How the environment and the microbiome jointly shape the body
All multicellular living beings are colonized by an unimaginably large number of microorganisms and have developed together with them from the very beginning of multicellular life. The natural microbiome, i.e. the totality of these bacteria, viruses and fungi that live in and on a body, is of fundamental importance for the entire organism: it supports, for example, the absorption of nutrients or fends off pathogens. The individual development of a living being, on the other hand, was long regarded as a purely genetically determined process that is independent of external factors. For some time now, however, it has become clear that developmental processes do not take place autonomously either. Most living beings have developed strategies to recognize changes in their environment and to adapt their individual growth and thus also the resulting body shape to the prevailing conditions. But how this so-called phenotypic plasticity is controlled and how environmental factors including microbial influences are recognized and integrated into genetic development programs has only recently become the subject of research.
Within the framework of the Collaborative Research Center (CRC) 1182 "Origin and Function of Metaorganisms", scientists at Kiel University and Heinrich Heine University Düsseldorf (HHU) have now investigated the principles of phenotypic plasticity in the freshwater polyp Hydra . They observed how the temperature and the presence of certain colonizing bacteria affect the individual development of cnidarians. The researchers were able to identify two Hydra specific genes and demonstrate their involvement in a signaling pathway central to development, which together control the response of the polyp to cues from its environment. They recently published their results in the journal Proceedings of the National Academy of Sciences (PNAS).

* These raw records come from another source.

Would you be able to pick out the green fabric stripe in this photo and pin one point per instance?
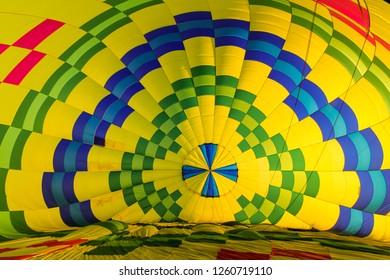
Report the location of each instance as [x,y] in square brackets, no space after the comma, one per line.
[16,157]
[10,136]
[41,115]
[296,203]
[19,222]
[312,183]
[280,5]
[130,7]
[3,196]
[100,20]
[86,40]
[20,115]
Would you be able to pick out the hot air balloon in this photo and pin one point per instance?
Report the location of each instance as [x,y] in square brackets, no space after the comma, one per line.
[250,111]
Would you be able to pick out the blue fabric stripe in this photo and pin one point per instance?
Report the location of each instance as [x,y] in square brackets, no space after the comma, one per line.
[86,211]
[350,153]
[385,207]
[191,171]
[70,156]
[79,127]
[59,155]
[197,32]
[375,147]
[380,191]
[193,16]
[122,115]
[363,150]
[113,110]
[101,132]
[90,130]
[339,125]
[343,220]
[283,79]
[146,68]
[168,47]
[355,223]
[260,57]
[115,79]
[298,63]
[130,91]
[325,125]
[230,41]
[366,191]
[68,187]
[82,158]
[316,93]
[57,189]
[346,113]
[266,37]
[367,225]
[297,106]
[220,23]
[104,104]
[46,190]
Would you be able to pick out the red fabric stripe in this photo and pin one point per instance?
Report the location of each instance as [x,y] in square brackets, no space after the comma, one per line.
[52,243]
[21,70]
[350,10]
[354,26]
[382,42]
[301,255]
[225,254]
[38,34]
[3,48]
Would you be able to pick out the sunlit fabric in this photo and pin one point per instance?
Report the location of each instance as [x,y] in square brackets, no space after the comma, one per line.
[204,111]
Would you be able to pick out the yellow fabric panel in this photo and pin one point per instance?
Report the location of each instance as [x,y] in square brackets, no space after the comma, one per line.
[102,66]
[27,183]
[313,208]
[326,156]
[200,51]
[103,159]
[14,32]
[45,220]
[342,188]
[253,71]
[382,131]
[290,221]
[271,20]
[11,98]
[234,9]
[179,7]
[61,40]
[279,120]
[229,61]
[381,230]
[160,13]
[157,84]
[57,10]
[305,44]
[108,205]
[119,139]
[271,95]
[175,65]
[38,152]
[321,77]
[86,95]
[38,76]
[9,59]
[60,120]
[88,185]
[307,127]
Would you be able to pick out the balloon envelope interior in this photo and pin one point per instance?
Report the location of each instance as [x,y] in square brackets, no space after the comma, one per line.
[258,112]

Hydra reacts directly to environmental influences
The research team led by Professor Sebastian Fraune of the HHU used the phylogenetically old and simply organized freshwater polyp Hydra for its investigations. The cnidarian is particularly suitable for developmental biology studies, as even as an adult animal it continues to exhibit embryonic characteristics such as unlimited regenerative capacity—i.e. body parts such as the tentacles can regenerate at any time. "The polyps do not age, their genetic programs for controlling development are permanently running," explains Fraune. "This means that the adult animal can also react to changing external factors at any time and adapt its body shape accordingly," continues Fraune.

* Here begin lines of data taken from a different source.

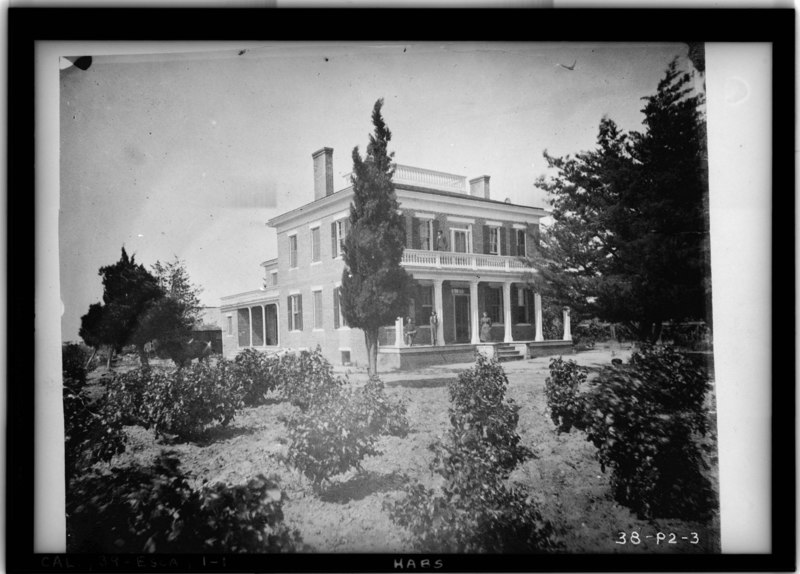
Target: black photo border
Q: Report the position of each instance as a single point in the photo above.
(26, 26)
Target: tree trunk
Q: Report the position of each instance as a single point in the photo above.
(89, 362)
(371, 340)
(142, 356)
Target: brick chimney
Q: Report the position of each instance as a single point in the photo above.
(479, 186)
(323, 172)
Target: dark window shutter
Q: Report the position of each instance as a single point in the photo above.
(415, 223)
(513, 246)
(336, 307)
(300, 312)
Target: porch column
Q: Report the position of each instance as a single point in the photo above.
(537, 309)
(398, 333)
(439, 306)
(567, 331)
(507, 312)
(473, 312)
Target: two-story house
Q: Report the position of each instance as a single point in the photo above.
(466, 251)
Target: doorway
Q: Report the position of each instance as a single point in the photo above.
(461, 315)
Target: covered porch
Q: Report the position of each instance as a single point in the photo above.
(498, 315)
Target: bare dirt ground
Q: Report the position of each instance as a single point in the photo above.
(347, 516)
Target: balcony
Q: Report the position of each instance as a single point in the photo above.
(461, 261)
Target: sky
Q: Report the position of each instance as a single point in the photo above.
(188, 154)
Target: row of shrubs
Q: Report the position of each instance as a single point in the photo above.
(476, 510)
(135, 509)
(644, 418)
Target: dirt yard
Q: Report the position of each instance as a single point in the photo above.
(348, 517)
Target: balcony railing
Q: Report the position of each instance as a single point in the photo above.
(450, 260)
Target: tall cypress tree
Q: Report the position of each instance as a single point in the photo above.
(375, 287)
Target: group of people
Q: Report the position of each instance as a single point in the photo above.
(410, 328)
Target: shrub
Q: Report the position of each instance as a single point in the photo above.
(126, 394)
(564, 400)
(73, 366)
(256, 375)
(482, 418)
(154, 508)
(476, 511)
(91, 434)
(383, 416)
(331, 438)
(307, 378)
(643, 417)
(188, 400)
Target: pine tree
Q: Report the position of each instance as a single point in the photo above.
(630, 239)
(375, 287)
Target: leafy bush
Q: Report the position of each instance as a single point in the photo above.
(188, 400)
(564, 400)
(256, 375)
(643, 417)
(482, 418)
(154, 508)
(476, 511)
(332, 437)
(307, 378)
(383, 416)
(91, 434)
(126, 394)
(73, 365)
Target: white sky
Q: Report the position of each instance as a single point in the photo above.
(190, 154)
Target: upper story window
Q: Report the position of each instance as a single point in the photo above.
(494, 240)
(315, 251)
(295, 307)
(292, 251)
(339, 231)
(521, 246)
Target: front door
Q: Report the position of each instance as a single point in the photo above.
(461, 306)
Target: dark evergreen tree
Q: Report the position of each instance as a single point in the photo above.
(129, 291)
(375, 287)
(630, 241)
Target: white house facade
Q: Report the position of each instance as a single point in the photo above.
(480, 266)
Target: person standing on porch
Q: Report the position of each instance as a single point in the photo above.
(441, 241)
(486, 327)
(411, 330)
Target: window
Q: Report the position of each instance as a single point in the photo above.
(317, 309)
(522, 310)
(315, 244)
(426, 234)
(338, 234)
(257, 326)
(292, 251)
(521, 251)
(243, 323)
(338, 316)
(271, 312)
(494, 240)
(295, 306)
(461, 240)
(494, 304)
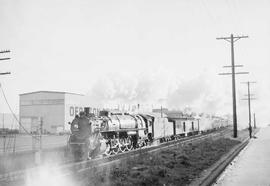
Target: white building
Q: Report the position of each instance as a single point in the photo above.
(54, 109)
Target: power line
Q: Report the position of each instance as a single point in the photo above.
(249, 109)
(232, 39)
(14, 115)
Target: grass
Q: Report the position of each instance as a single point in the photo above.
(175, 166)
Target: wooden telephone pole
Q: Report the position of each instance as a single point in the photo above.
(232, 39)
(249, 108)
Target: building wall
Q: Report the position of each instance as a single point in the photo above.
(47, 105)
(73, 105)
(7, 120)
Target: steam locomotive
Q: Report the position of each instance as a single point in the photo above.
(114, 132)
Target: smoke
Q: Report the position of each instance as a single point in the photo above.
(158, 88)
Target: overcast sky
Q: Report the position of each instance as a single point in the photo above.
(155, 52)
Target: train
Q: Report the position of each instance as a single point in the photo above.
(115, 132)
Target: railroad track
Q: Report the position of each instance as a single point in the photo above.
(14, 178)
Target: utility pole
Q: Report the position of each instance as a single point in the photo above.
(232, 39)
(254, 119)
(249, 109)
(4, 73)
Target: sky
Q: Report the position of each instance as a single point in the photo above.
(150, 52)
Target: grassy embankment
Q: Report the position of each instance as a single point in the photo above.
(176, 166)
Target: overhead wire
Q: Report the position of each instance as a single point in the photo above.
(14, 115)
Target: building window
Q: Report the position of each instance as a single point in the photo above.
(42, 102)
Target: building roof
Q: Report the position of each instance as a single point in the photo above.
(57, 92)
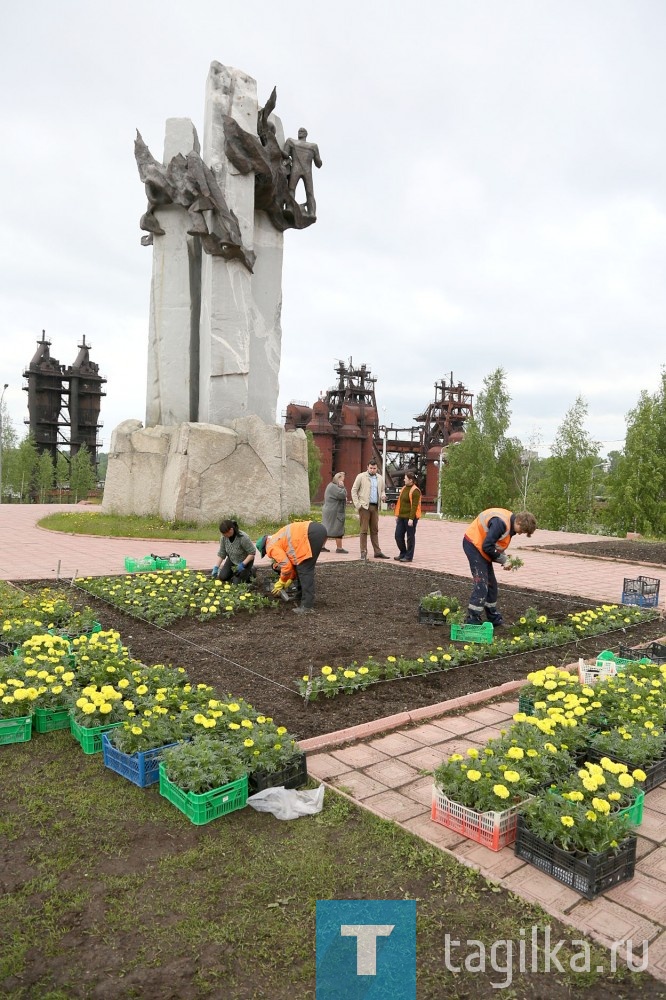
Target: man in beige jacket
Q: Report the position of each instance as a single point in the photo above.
(367, 493)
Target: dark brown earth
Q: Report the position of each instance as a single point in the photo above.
(361, 609)
(622, 549)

Under these conditions, the researchers of the CRC1182 investigated how the genetic activity of the animal changes depending on environmental conditions. They were able to identify two genes that they named 'Eco1' and 'Eco2' because of their response to environmental conditions. Both genes are taxonomically restricted which means that they are only found in Hydra. The research team exposed the animals to temperatures of 12 and 18 degrees Celsius and found that under the colder conditions both genes were strongly activated. In contrast, artificial removal of the natural bacterial colonization of the animals resulted in significantly less activity of both genes.
After the researchers had identified the genes involved in environmental perception, they investigated the effects of the two variables on the body shape of the animals: The sterilized animals tended to form more tentacles. A low ambient temperature, however, resulted in fewer tentacles being formed. These phenotypic adaptations are controlled, among other things, by a specific developmental biological process, the so-called Wnt signaling pathway. "In the animal kingdom, these signals emerged early in evolution and are also involved—in humans—in developmental processes such as stem cell regulation," explains Fraune. "By experimentally switching off the environmental genes Eco1 and Eco2, we were able to prove that they can suppress Wnt signals in Hydra," says first author Dr. Jan Taubenheim, a researcher in Fraune's group. External factors such as temperature or the absence of the natural microbiome therefore have a direct influence on the genetic regulation of the individual developmental program and thus on the formation of the body shape in cnidarians.
Species-specific genes convert environmental influences
The effects of phenotypic plasticity can thus be traced back to Hydra-specific genes that regulate the adaptation to external influences in this organism. The study thus provides an example of the importance of such genetic information, also known as 'orphan genes' due to the lack of corresponding genes in other species. These rapidly evolving genes allow different organisms to adapt to new energy sources or habitats, for example. "It was already known that these genes intervene, for example, in the developmental program of a living being or are linked to the regulation of its immune system in order to implement an environmental reaction during development," explains co-author Professor Thomas Bosch from Kiel University, head of the Collaborative Research Center 1182. "Our work now reveals an exemplary mechanisms that underlie this recognition of external factors. In this way, we were able to demonstrate which internal processes ultimately lead to the adaptation of a living being's developmental program in response to its environment," Bosch says.